Master of Science in Computer Science (MS)

Degree Level

Graduate

Department

Computer Science & Computer Engineering

Advisor/Mentor

Nelson, Alexander

Committee Member

Panda, Brajendra

Second Committee Member

Gauch, John

Keywords

Applied Machine Learning; Athlete Performance Analysis; Computer Vision in Sports; Multimodal AI Systems; Retrieval Augmented Generation (RAG); Tennis Serve Analysis

Abstract

Recent advances in large language models (LLMs) and Retrieval-Augmented Generation (RAG) have enabled AI systems to provide interpretable, domain-specific, and evidence-grounded feedback. Extending these capabilities to human movement analysis remains difficult because text-based knowledge must be fused with individualized biomechanical information extracted from video. This thesis examines whether a multimodal pipeline that integrates computer vision with RAG can generate personalized, literature-grounded feedback for a highly technical motor skill: the tennis serve. The proposed system processes a single slow-motion smartphone video of a serve, together with basic player metadata, to produce natural-language coaching guidance anchored in established biomechanics.

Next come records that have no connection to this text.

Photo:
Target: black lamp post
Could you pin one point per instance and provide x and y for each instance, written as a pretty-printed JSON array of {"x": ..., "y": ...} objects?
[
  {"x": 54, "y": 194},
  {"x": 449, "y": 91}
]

The video analysis branch performs two-dimensional pose estimation, tennis-ball detection and tracking, temporal serve-phase segmentation, biomechanical feature extraction, exemplar-based comparison, and hybrid cue retrieval. These kinematic signals condition a RAG module that retrieves relevant coaching principles from a curated corpus of federation manuals, peer-reviewed research, and expert instructional material. A lightweight language model synthesizes the retrieved evidence with the cues relating the player’s movement patterns to produce specific, interpretable, and actionable feedback. Experimental evaluation demonstrates that consumer-grade 240 fps video provides sufficiently detailed motion information to support accurate serve-phase segmentation and meaningful retrieval alignment. For novice, intermediate players, and advanced players the system consistently generates feedback that is both personalized and grounded in validated expert knowledge, narrowing the accessibility gap between high-cost motion-capture systems and everyday training capabilities. This work highlights the feasibility of combining computer vision and retrieval-based language models for automated skill assessment and establishes a foundation for broader applications in AI-assisted coaching and human movement analysis.